This month's question: Should planned auto-enrolment contribution rises be accelerated to encourage greater saving?

Yes

Nick McBreen, adviser at Worldwide Financial Planning

Historically in the UK, pension planning – or rather the lack of it – has been an issue for policymakers and the end consumer, but auto-enrolment has made a positive start on getting employers and their employees to bite the bullet and make a start on saving for retirement. The steps are now in place but these are not enough.

The run-up to, and launch of, auto-enrolment in the UK has created so many differing opinions and comments, but these for the most part have been around costs and charges and process and functionality, rather than the real story.

Employers have the chance to help their workforce plan for the future and create a positive working environment for them, and just maybe this will reap dividends in terms of increased productivity.

Employees have the chance to control their own financial destiny and not end up relying upon a rapidly disappearing state pension. Auto-enrolment in its current state is a step in the right direction, but this isn’t going to solve the problem. We need to get serious and increase the amount being contributed more quickly.

We should all recognise what an important fundamental change this is and try to build on this foundation to encourage and incentivise everybody involved to take it seriously and start making substantial contributions and plan for the future.

Hindsight is no good when people reach the age when they want to or have to stop work, so action is needed right now.

 

No

Paul Lindfield, director of wealth management at Sedulo

Quite simply, no. There are only 15 months remaining until planned total contributions rise to 8 per cent, in April 2019. It would not add any real impact on workers’ total pension pots over the long term, and would only serve to upset the planned natural order for workers and employees.

Auto-enrolment has been designed with ‘no barriers to entry’ for workers, meaning they only have to think of opting in or out. The process ultimately takes advantage of the fact that people are inherently lazy when it comes to actioning paperwork, and so opt-out rates are typically very low, at around 8 per cent. 

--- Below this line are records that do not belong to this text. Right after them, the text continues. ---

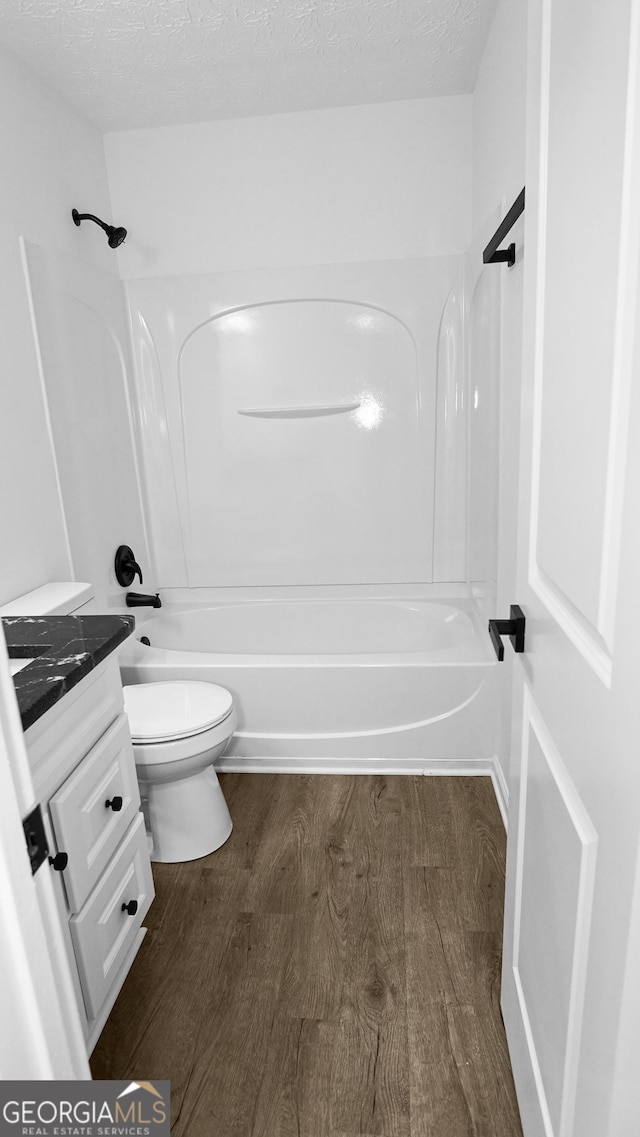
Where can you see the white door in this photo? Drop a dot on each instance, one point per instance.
(574, 816)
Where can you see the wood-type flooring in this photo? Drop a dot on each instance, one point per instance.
(332, 971)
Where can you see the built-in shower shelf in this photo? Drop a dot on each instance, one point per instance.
(308, 412)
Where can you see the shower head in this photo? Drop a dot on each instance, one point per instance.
(115, 237)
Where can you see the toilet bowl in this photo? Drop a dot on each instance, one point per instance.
(177, 730)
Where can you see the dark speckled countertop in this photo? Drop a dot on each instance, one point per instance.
(64, 650)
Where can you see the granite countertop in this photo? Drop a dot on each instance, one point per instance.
(64, 650)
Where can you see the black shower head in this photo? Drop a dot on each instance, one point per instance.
(115, 237)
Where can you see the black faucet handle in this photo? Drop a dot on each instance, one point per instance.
(135, 569)
(126, 566)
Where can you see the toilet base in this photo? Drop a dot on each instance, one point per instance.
(189, 819)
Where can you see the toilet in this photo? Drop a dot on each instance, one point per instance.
(177, 730)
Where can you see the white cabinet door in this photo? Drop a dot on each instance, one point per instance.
(104, 931)
(574, 824)
(86, 828)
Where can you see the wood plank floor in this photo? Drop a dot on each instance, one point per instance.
(332, 971)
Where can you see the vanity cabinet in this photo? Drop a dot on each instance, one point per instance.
(84, 774)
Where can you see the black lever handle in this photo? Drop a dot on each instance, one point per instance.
(126, 566)
(513, 628)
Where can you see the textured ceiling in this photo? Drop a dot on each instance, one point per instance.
(150, 63)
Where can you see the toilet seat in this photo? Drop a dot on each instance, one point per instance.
(172, 711)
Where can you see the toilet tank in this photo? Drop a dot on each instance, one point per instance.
(71, 598)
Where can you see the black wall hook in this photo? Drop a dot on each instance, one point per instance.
(492, 255)
(513, 628)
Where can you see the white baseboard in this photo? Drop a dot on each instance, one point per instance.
(484, 768)
(500, 789)
(234, 763)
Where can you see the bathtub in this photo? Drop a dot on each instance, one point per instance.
(333, 683)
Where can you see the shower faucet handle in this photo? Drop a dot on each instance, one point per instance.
(513, 628)
(126, 566)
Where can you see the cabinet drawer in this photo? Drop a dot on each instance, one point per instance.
(101, 932)
(85, 828)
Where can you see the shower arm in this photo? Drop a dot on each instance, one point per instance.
(77, 217)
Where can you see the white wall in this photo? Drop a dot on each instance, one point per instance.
(499, 129)
(389, 181)
(499, 107)
(51, 160)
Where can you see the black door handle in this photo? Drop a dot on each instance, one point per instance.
(513, 628)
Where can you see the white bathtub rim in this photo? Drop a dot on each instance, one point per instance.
(133, 653)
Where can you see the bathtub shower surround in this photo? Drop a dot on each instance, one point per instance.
(289, 424)
(305, 441)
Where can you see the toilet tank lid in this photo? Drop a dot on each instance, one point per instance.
(166, 711)
(55, 599)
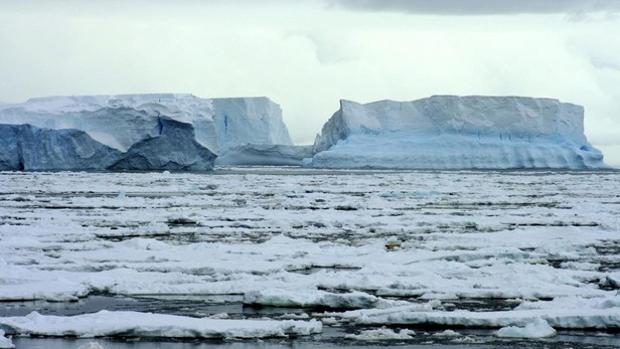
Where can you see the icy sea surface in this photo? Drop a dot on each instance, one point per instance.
(317, 259)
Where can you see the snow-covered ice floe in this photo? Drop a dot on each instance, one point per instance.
(565, 313)
(538, 328)
(451, 132)
(401, 251)
(382, 334)
(134, 324)
(5, 343)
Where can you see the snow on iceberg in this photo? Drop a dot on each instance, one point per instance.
(174, 148)
(119, 121)
(265, 155)
(28, 148)
(451, 132)
(135, 324)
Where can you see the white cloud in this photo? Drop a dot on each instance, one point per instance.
(306, 56)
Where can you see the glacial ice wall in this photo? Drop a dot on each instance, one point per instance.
(119, 121)
(451, 132)
(174, 148)
(265, 155)
(28, 148)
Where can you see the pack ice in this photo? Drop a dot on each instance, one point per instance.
(452, 132)
(123, 121)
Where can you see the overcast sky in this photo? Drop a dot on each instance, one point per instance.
(306, 55)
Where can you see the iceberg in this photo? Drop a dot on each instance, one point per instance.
(120, 121)
(174, 148)
(452, 132)
(265, 155)
(28, 148)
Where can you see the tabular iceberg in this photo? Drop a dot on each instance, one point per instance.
(196, 129)
(174, 148)
(29, 148)
(451, 132)
(119, 121)
(265, 155)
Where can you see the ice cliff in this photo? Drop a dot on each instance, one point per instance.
(174, 148)
(119, 121)
(265, 155)
(28, 148)
(451, 132)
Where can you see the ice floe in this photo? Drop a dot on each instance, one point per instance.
(135, 324)
(538, 328)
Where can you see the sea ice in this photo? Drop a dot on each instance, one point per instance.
(5, 343)
(135, 324)
(538, 328)
(381, 334)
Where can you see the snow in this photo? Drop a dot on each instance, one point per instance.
(381, 334)
(119, 121)
(450, 132)
(23, 147)
(538, 328)
(174, 148)
(447, 333)
(568, 318)
(5, 343)
(541, 244)
(134, 324)
(91, 345)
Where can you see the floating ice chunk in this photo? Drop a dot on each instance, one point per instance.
(317, 298)
(538, 328)
(5, 343)
(558, 317)
(134, 324)
(381, 334)
(447, 333)
(91, 345)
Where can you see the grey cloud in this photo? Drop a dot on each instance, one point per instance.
(481, 7)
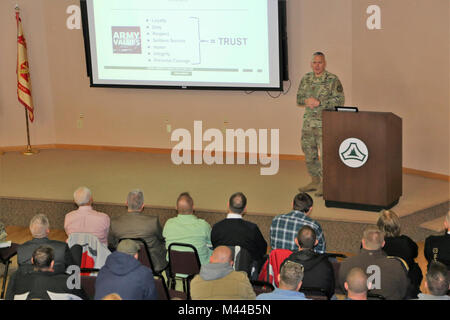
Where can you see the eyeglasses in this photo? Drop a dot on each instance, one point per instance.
(290, 262)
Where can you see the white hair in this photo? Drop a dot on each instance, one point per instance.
(135, 200)
(82, 196)
(39, 225)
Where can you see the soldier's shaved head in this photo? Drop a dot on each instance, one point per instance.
(221, 254)
(185, 204)
(373, 238)
(356, 281)
(318, 63)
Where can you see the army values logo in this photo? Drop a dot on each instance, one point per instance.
(126, 40)
(353, 152)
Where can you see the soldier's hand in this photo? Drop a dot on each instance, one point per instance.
(315, 103)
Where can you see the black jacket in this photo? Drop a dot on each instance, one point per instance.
(401, 246)
(239, 232)
(38, 283)
(63, 257)
(405, 248)
(438, 248)
(318, 271)
(126, 276)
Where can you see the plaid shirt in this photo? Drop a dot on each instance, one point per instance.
(285, 227)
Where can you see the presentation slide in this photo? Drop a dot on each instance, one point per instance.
(184, 43)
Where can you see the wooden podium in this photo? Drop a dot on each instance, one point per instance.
(373, 181)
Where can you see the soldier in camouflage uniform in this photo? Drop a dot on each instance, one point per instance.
(318, 90)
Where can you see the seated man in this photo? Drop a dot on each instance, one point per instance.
(3, 233)
(135, 224)
(284, 227)
(187, 228)
(437, 282)
(40, 228)
(437, 248)
(388, 275)
(218, 281)
(318, 271)
(42, 283)
(125, 275)
(234, 231)
(86, 219)
(290, 282)
(356, 285)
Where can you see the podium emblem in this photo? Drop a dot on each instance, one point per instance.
(353, 152)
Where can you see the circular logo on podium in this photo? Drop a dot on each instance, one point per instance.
(353, 152)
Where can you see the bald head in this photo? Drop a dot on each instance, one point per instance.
(185, 204)
(82, 196)
(221, 254)
(356, 281)
(373, 238)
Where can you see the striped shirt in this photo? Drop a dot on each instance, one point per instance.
(285, 227)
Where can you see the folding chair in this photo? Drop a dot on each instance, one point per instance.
(261, 286)
(336, 267)
(6, 255)
(315, 293)
(374, 296)
(164, 293)
(186, 263)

The majority of our clients have used phased contributions, sometimes with a starting 3 per cent employer contribution, and we have seen opt-out rates as low as 1 to 2 per cent of total workforce. We may start to see secondary opt-out levels increase when planned contributions rise next year.

A better solution would be to raise the total contribution by 1 per cent in 2020, and a further 1 per cent in 2021, so that increases are staggered – and thus not upsetting the natural order – but with a beneficial impact on real long-term pension savings. 

How would this be funded? Well, corporation tax rates are due to fall to 17 per cent, so I would suggest that the additional 2 per cent be funded equally by employer and employee, with both sides benefiting from the respective tax reliefs.